Offshore oil production is showing signs of a turnaround as crude prices rise and operations become more efficient, giving energy compaies in Houston and elsewhere the confidence to resume deepwater projects stalled during the oil bust.
The sector’s recovery, which has lagged the broader industry rebound, is concentrated in regions including Scandinavia, West Africa, Southeast Asia and Latin America, where new discoveries and lower costs of of production have piqued the interest of companies looking to make money outside of shale, according to a recent analysis by research firm IHS Markit. Regardless of location, a global offshore renaissance would solidify the recovery of Houston’s oil and gas industry and further strengthen an economy already propped up by the shale boom in West Texas.
Houston is the center of the world’s offshore drilling sector, where leading global companies including Transocean, TechnipFMC and Diamond Offshore Drilling maintain major operations and employ thousands.
“We’re on the cusp of an emerging offshore recovery,” said James West, an energy analyst with Evercore ISI in New York.
IHS Markit anticipates that demand for mobile offshore drilling rigs, which include jack-ups floating rigs, will grow by 13 percent through 2020, driven largely by activity in international waters. The firm expects demand will average 521 rigs in 2020, up from 453 this year.
Oil companies also have made several discoveries in the Gulf of Mexico recently, but the recovery there is expected to progress more slowly as domestic producers focus on more accessible and lower-cost shale basins in West Texas and elsewhere. Onshore projects require less time and money to complete than those developed in ocean waters thousands of feet deep, which has made them particularly attractive to U.S. oil and gas companies under pressure from investors to spend less and deliver higher profits.
“Usually the activity starts in the Gulf and spreads out around the world,” West said. “This time, it’s the opposite.”
The oil and gas industry in general recovered slowly from the recent oil bust, which in less than two years drove prices from more than $100 a barrel to $26 a barrel in early 2016. Only in the last year or so have companies begun to report consistent profits as prices pushed above $60 a barrel. Much of those profits have come from the Permian Basin in West Texas, which accounts for about half the nation’s active drilling rigs and nearly one-third of U.S. production.

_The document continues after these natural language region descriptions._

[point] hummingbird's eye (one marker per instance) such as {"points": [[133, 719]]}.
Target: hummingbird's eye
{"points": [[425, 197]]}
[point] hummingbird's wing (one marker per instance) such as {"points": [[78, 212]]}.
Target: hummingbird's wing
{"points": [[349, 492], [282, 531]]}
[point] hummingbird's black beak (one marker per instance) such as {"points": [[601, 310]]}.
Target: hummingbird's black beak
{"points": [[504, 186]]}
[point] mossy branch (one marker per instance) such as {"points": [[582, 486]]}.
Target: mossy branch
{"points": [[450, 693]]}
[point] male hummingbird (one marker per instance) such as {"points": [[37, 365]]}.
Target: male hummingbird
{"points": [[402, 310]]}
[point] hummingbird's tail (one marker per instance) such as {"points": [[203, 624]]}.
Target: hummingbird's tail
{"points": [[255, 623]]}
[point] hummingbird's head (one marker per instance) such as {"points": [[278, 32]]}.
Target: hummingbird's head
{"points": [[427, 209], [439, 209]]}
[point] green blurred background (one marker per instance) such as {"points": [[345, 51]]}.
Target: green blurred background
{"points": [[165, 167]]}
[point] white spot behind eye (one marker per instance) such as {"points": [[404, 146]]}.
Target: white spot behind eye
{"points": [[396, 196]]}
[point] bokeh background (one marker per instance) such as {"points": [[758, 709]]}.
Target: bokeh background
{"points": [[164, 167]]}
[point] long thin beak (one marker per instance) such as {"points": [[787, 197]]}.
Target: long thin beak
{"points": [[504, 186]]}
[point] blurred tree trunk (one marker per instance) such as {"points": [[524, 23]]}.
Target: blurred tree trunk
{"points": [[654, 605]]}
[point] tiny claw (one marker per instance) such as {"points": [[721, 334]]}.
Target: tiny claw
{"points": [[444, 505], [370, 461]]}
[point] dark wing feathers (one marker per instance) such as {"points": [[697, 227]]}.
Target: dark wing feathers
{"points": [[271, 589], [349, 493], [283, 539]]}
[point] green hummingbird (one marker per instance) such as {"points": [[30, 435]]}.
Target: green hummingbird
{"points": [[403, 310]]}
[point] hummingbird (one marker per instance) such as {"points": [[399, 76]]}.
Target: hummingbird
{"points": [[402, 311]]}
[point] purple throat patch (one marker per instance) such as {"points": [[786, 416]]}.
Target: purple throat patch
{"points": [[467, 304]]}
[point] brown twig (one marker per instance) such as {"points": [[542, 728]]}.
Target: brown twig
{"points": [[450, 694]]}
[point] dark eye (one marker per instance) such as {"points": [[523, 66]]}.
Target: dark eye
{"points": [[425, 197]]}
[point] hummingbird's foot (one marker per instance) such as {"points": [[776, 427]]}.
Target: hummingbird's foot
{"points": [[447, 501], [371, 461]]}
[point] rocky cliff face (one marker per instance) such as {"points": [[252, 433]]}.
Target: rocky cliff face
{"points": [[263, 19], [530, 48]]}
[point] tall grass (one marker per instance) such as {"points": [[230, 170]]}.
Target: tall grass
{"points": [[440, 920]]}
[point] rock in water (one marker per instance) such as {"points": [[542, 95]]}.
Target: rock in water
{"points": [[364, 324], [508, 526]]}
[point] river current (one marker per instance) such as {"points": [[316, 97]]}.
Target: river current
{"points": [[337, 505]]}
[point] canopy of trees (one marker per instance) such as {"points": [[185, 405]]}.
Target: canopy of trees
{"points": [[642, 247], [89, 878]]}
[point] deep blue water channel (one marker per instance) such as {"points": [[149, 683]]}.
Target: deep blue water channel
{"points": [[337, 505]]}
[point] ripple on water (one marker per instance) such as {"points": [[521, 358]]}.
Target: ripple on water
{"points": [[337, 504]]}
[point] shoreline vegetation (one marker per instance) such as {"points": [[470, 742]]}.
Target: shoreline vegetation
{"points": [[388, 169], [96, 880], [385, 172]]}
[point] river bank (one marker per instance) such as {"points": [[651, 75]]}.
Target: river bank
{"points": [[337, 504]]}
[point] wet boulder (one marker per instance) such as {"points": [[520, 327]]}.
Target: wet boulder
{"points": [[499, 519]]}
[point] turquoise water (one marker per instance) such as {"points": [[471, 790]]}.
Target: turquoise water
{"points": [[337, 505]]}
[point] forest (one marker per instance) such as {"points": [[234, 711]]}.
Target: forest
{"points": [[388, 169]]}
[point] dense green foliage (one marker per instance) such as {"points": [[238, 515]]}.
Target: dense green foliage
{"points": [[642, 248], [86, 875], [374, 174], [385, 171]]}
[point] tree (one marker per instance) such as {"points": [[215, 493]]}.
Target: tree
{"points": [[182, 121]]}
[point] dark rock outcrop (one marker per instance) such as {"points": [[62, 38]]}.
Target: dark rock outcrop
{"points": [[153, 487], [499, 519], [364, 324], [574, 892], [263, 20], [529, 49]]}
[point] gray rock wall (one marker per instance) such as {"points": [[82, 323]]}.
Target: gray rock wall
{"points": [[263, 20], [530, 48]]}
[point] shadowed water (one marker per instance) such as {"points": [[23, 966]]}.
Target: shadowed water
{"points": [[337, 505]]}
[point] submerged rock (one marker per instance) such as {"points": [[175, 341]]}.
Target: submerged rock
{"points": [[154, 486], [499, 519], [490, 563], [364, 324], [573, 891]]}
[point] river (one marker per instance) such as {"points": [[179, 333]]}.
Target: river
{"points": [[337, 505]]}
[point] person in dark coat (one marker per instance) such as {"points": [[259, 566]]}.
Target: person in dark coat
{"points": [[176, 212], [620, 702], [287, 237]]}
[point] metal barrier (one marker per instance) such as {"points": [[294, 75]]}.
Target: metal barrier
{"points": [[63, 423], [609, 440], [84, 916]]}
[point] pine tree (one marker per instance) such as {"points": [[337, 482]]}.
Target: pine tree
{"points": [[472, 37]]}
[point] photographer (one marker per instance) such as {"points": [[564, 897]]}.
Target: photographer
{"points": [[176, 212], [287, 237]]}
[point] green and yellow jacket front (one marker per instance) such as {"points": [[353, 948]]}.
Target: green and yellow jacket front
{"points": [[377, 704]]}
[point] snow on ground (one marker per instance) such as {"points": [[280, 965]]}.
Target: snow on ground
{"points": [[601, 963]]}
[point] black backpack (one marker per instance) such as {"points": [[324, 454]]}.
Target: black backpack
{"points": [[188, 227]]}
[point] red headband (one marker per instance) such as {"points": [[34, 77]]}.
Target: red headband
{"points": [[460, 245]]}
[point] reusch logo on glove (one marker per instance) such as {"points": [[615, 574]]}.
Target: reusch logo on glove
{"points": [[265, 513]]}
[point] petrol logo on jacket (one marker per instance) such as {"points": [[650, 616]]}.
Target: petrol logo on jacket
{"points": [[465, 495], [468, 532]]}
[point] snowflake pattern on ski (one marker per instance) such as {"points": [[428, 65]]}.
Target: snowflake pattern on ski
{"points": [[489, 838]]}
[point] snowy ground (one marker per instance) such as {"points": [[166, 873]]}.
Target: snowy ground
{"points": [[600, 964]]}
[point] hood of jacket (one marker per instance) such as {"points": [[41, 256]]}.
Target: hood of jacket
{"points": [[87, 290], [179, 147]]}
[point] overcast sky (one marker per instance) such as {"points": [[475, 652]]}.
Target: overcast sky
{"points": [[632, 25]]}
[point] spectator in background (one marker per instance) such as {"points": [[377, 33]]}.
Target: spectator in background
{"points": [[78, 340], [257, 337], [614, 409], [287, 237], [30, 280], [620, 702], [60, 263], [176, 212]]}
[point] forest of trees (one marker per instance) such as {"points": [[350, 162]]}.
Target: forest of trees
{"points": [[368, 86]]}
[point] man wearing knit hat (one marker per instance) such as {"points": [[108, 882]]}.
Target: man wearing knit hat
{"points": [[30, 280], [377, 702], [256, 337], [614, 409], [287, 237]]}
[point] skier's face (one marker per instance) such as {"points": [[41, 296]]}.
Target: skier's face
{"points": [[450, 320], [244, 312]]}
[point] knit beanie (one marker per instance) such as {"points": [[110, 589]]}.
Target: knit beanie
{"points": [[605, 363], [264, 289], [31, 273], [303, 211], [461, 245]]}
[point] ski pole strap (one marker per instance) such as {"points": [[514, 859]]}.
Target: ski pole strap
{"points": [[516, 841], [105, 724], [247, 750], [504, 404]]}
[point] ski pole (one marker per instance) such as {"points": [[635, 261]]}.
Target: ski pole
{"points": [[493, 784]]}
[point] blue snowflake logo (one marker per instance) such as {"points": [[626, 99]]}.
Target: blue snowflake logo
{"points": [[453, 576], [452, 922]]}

Even as shale drillers returned to profitability, offshore drillers continued to file for bankruptcy to shed billions in debt acquired before the last boom went bust. The sector is also consolidating as bigger stronger players buy weaker, smaller ones.
The offshore sector has been one of the last remaining drags on the Houston economy, which is adding jobs at the fastest pace in four years. Houston’s energy services companies, many of them concentrating on North American shale drilling, have added 3,000 jobs over the past year, but the exploration and production sector, which in Houston largely employs engineers, geologists and other professionals who help develop offshore and other oil and gas fields, is still shedding jobs, losing another 1,500 over the past year, according to the Labor Department.
But now, with the U.S. benchmark for crude hanging around $70 a barrel, and many offshore operators cutting production costs, the outlook for the sector is much improved, analysts said. Ian Macpherson, senior energy analyst at investment research firm Piper Jaffray & Co., said the offshore industry is on track to have its first profitable year since the bust in 2019.
“We’re still bouncing along the bottom in terms of activity,” he said, “but there’s little debate the direction from here is positive.”
In a bet on the sector’s comeback, Transocean on Tuesday agreed to spend $2.7 billion to buy rival Ocean Rig, sealing its rank as the world’s largest offshore drilling contractor and giving it a greater foothold in promising areas including Brazil, Norway and West Africa. CEO Jeremy Thigpen, speaking Wednesday at a Barclays energy conference, said he believes the recovery is already well underway.
“We are far more bullish on the recovery than we have been historically,” he said. “We’re seeing new contract awards across all of our customer bases.”
The North Sea has proven especially resilient, particularly in the waters off of Norway. Christian Brown, president of the oil and gas division for Canadian engineering and construction firm SNC Lavalin, said that there is widespread consensus among his customers that oil is trading well above the cost of drilling there.
He expects the sector’s momentum to build as oil prices rise.
“You’re starting to see customers, particularly the international oil companies and the independents, building some capacity offshore because they believe the market will be there for bigger developments,” he said.
The Gulf of Mexico also is seeing signs of life, despite a marked decline in drilling activity in the years since crude oil topped out at $100 a barrel four years ago. There are only 16 drilling rigs in operation there, according to Baker Hughes, down from 63 in the summer of 2014.
Royal Dutch Shell, however, recently launched its multibillion-dollar Appomattox platform in the Norphlet region of the Gulf. It’s the company’s first major deepwater project after the bust.
The company earlier this year joined Chevron, BP and France’s Total in announcing deepwater discoveries in the Gulf. Smaller companies including Talos Energy and Fieldwood Energy are also expanding there.